I didn't refer to the book the next day, nor did I let Ruth know by look or word that I noticed her silence at table or her preoccupied manner. I made no observation upon Robert's failure to make his daily call the next afternoon. She may have written and told him to stay away. I did not know. In mute suspense I awaited the announcement of her decision. It was made at last, sweetly, exquisitely, I thought.
On the second afternoon Robert called as usual. I was in the living-room when he came in. When Ruth appeared in the doorway, I got up to go.
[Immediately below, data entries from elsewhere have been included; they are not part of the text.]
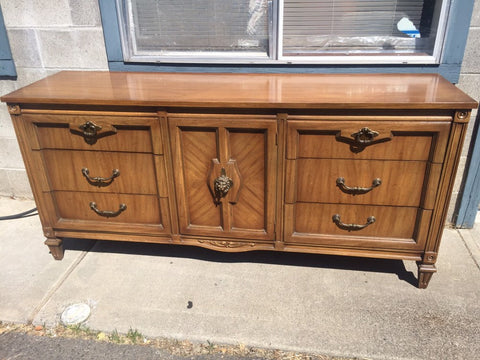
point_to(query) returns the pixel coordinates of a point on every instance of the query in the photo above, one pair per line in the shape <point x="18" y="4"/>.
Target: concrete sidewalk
<point x="340" y="306"/>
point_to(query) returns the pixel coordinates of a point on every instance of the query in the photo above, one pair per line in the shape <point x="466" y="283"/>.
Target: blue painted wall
<point x="470" y="198"/>
<point x="7" y="67"/>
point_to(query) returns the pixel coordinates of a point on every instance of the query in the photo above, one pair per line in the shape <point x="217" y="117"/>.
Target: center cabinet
<point x="225" y="175"/>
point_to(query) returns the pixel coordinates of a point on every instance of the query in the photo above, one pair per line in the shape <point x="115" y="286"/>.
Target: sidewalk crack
<point x="58" y="284"/>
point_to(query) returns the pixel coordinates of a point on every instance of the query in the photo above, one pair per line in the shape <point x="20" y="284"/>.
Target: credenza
<point x="355" y="165"/>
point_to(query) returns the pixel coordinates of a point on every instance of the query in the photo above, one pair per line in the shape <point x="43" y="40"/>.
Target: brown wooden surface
<point x="396" y="222"/>
<point x="273" y="91"/>
<point x="409" y="140"/>
<point x="137" y="171"/>
<point x="141" y="209"/>
<point x="133" y="134"/>
<point x="400" y="181"/>
<point x="202" y="145"/>
<point x="282" y="139"/>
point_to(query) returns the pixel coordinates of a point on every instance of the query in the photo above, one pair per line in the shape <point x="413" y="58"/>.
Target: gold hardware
<point x="365" y="136"/>
<point x="107" y="213"/>
<point x="91" y="132"/>
<point x="352" y="227"/>
<point x="357" y="190"/>
<point x="99" y="181"/>
<point x="221" y="186"/>
<point x="359" y="140"/>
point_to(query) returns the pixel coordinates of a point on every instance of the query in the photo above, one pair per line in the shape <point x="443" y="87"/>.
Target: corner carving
<point x="462" y="116"/>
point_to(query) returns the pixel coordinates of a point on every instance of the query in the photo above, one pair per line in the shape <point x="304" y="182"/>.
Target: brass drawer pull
<point x="351" y="227"/>
<point x="357" y="190"/>
<point x="99" y="181"/>
<point x="107" y="213"/>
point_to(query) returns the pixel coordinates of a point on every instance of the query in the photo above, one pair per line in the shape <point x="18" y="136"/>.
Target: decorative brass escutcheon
<point x="91" y="132"/>
<point x="100" y="181"/>
<point x="357" y="190"/>
<point x="108" y="213"/>
<point x="221" y="186"/>
<point x="352" y="227"/>
<point x="365" y="136"/>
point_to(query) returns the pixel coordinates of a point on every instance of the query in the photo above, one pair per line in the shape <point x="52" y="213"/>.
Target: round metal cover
<point x="75" y="314"/>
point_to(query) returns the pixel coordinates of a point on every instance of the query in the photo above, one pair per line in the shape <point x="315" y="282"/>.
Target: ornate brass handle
<point x="99" y="181"/>
<point x="351" y="227"/>
<point x="107" y="213"/>
<point x="221" y="185"/>
<point x="357" y="190"/>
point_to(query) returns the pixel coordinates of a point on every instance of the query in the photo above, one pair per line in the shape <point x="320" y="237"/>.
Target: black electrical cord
<point x="20" y="215"/>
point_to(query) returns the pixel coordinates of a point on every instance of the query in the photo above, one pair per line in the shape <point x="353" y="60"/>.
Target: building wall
<point x="470" y="83"/>
<point x="48" y="36"/>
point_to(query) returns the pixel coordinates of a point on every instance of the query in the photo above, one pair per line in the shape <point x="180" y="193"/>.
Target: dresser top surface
<point x="280" y="91"/>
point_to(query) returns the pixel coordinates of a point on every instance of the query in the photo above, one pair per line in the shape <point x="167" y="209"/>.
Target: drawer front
<point x="373" y="182"/>
<point x="400" y="140"/>
<point x="131" y="173"/>
<point x="138" y="209"/>
<point x="394" y="222"/>
<point x="103" y="133"/>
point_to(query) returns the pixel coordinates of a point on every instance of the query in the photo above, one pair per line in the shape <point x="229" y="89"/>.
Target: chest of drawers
<point x="356" y="165"/>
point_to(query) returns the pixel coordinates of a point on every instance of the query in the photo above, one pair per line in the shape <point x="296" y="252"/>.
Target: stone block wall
<point x="45" y="37"/>
<point x="48" y="36"/>
<point x="470" y="83"/>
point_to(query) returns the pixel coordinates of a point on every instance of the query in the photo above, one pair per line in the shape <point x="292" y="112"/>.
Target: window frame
<point x="456" y="32"/>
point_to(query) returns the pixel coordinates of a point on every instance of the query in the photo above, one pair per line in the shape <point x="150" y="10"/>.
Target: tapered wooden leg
<point x="55" y="245"/>
<point x="425" y="272"/>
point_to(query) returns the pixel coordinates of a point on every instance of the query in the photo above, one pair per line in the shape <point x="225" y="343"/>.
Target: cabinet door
<point x="225" y="175"/>
<point x="365" y="183"/>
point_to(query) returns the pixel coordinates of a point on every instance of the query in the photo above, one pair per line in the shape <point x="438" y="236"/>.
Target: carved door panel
<point x="225" y="175"/>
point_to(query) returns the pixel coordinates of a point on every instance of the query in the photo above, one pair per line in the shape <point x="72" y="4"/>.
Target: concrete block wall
<point x="48" y="36"/>
<point x="45" y="37"/>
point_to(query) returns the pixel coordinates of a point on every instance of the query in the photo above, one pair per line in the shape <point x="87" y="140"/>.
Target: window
<point x="283" y="31"/>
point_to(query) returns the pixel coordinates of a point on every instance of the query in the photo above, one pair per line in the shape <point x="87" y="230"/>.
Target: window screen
<point x="361" y="26"/>
<point x="199" y="25"/>
<point x="283" y="30"/>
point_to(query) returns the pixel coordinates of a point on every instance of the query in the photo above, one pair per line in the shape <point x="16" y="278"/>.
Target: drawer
<point x="105" y="133"/>
<point x="375" y="182"/>
<point x="371" y="140"/>
<point x="390" y="222"/>
<point x="140" y="209"/>
<point x="132" y="173"/>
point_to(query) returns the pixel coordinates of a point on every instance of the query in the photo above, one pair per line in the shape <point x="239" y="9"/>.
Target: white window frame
<point x="275" y="52"/>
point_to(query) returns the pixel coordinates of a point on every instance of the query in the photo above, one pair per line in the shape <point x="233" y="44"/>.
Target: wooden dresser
<point x="357" y="165"/>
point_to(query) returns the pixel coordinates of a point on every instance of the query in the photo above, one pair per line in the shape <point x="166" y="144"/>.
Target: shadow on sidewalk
<point x="257" y="256"/>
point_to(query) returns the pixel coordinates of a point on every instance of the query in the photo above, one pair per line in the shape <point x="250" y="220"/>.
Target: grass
<point x="183" y="348"/>
<point x="134" y="336"/>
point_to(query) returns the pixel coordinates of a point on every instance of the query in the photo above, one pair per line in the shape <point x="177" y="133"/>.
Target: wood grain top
<point x="279" y="91"/>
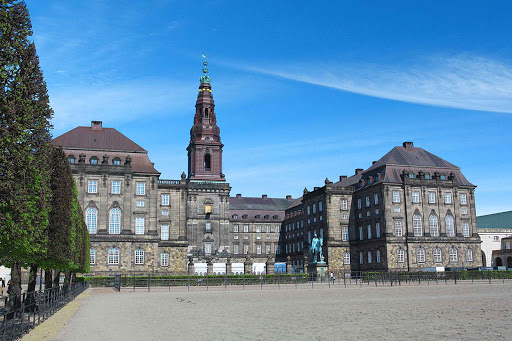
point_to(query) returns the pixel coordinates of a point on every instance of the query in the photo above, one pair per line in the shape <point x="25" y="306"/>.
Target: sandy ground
<point x="449" y="312"/>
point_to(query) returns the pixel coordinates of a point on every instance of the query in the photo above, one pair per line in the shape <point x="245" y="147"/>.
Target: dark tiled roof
<point x="104" y="139"/>
<point x="495" y="221"/>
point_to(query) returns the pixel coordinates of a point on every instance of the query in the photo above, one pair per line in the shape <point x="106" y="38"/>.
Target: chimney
<point x="408" y="145"/>
<point x="96" y="125"/>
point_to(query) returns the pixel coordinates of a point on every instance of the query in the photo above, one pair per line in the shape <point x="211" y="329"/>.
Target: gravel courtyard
<point x="450" y="312"/>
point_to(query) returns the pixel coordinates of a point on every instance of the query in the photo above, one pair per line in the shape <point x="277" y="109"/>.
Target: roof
<point x="96" y="139"/>
<point x="496" y="220"/>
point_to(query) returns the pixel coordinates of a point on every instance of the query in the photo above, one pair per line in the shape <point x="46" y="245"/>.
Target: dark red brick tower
<point x="205" y="148"/>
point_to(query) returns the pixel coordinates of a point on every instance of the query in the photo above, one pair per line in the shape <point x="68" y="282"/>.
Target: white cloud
<point x="463" y="82"/>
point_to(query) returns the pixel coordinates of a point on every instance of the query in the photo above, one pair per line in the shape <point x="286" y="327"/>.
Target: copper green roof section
<point x="502" y="220"/>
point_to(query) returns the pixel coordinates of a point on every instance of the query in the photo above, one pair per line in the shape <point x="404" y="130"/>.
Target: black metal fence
<point x="20" y="314"/>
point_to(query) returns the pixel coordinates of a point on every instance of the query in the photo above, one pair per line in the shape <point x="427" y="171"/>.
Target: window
<point x="164" y="259"/>
<point x="469" y="255"/>
<point x="434" y="226"/>
<point x="165" y="199"/>
<point x="396" y="196"/>
<point x="398" y="228"/>
<point x="416" y="221"/>
<point x="93" y="186"/>
<point x="113" y="256"/>
<point x="450" y="230"/>
<point x="465" y="229"/>
<point x="139" y="256"/>
<point x="415" y="197"/>
<point x="115" y="221"/>
<point x="344" y="204"/>
<point x="164" y="232"/>
<point x="139" y="225"/>
<point x="346" y="258"/>
<point x="438" y="258"/>
<point x="400" y="255"/>
<point x="207" y="249"/>
<point x="453" y="254"/>
<point x="420" y="255"/>
<point x="431" y="197"/>
<point x="141" y="188"/>
<point x="344" y="234"/>
<point x="92" y="256"/>
<point x="91" y="219"/>
<point x="116" y="187"/>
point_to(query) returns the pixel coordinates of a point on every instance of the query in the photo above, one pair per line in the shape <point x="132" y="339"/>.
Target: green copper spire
<point x="205" y="78"/>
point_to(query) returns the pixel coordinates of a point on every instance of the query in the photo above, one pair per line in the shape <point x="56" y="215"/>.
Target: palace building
<point x="409" y="210"/>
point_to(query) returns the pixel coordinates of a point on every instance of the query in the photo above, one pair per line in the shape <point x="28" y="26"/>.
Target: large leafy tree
<point x="24" y="147"/>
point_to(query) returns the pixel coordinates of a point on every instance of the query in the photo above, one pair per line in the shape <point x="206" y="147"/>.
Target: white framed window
<point x="113" y="256"/>
<point x="164" y="259"/>
<point x="465" y="229"/>
<point x="346" y="258"/>
<point x="344" y="233"/>
<point x="415" y="197"/>
<point x="450" y="229"/>
<point x="165" y="199"/>
<point x="469" y="255"/>
<point x="139" y="256"/>
<point x="400" y="255"/>
<point x="431" y="197"/>
<point x="93" y="186"/>
<point x="92" y="256"/>
<point x="438" y="256"/>
<point x="141" y="188"/>
<point x="420" y="255"/>
<point x="453" y="254"/>
<point x="139" y="225"/>
<point x="396" y="196"/>
<point x="344" y="204"/>
<point x="416" y="222"/>
<point x="116" y="187"/>
<point x="398" y="228"/>
<point x="114" y="226"/>
<point x="164" y="232"/>
<point x="434" y="226"/>
<point x="91" y="219"/>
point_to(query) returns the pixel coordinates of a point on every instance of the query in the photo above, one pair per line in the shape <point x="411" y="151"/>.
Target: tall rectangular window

"No, please," she said. "Stay, Lucy, you were here before. Hello, Bob," she smiled, then very quietly she added, "I've made my decision."
"Ruth!" Robert began.
"Wait a minute, please," she said.
She went over to the secretary, opened the door and took down the book. Then she crossed to the table, got a match, approached the fireplace, leaned down, and set fire to my cherished selected birch-logs. She held up the book then and smiled radiantly at Robert. "This is my decision!" she said, and laid the book in the flames.
"Good heavens," I wanted to exclaim, "that's worth a dollar thirty-five!"
"I've thought it all over," Ruth said simply, beautiful in the dignity of her new-born self-abnegation. "A book is only paper and print, after all. I was making a mountain out of it. It's as you wish, Bob. I won't finish reading it."
We were very happy that night. Robert stayed to dinner. Will chanced to be absent and there were only the three of us at table. There was a mellow sort of stillness. A softness of voice possessed us all, even when we asked for bread or salt. Our conversation was trivial, unimportant, but kind and gentle. Between Ruth and Robert there glowed adoration for each other, which words and commonplaces could not conceal.
Robert stayed late. Upstairs in Will's study the clock struck eleven-thirty when I heard the front door close, and peeked out and saw Robert walking down over our flag-stones.
A moment later Ruth came upstairs softly. She went straight to her own room. She closed the door without a sound. My sister, I knew, was filled with the kind of exaltation that made her gentle even to stairs and door-knobs.
Next morning she was singing as usual over her initialing. We went into town at eleven-thirty to look up table linen. Edith met us for lunch. One of the summer colonists had told Edith about Robert's "connections" (he has several in Boston in the Back Bay and he himself was born in a house with violet-colored panes) and Edith had become remarkably enthusiastic. She was going to present Ruth with all her lingerie.
"After all," she said one day in way of reassurance to Ruth, "you would have been in a pretty mess if you'd married Breck Sewall. Some gay lady in Breck's dark and shady past sprang up with a spicy little law suit two weeks before he was to be married to that Oliphant girl. Perhaps you saw it in the paper. Wedding all off, and Breck evading the law nobody knows where. This Bob of yours is as poor as Job's turkey, I suppose, but anyhow, he's decent. An uncle of his is president of a bank in Boston and belongs to all sorts of exclusive clubs and things. I'm going to give you your wedding, you know, Toots. I've always wanted a good excuse for a hack at Boston."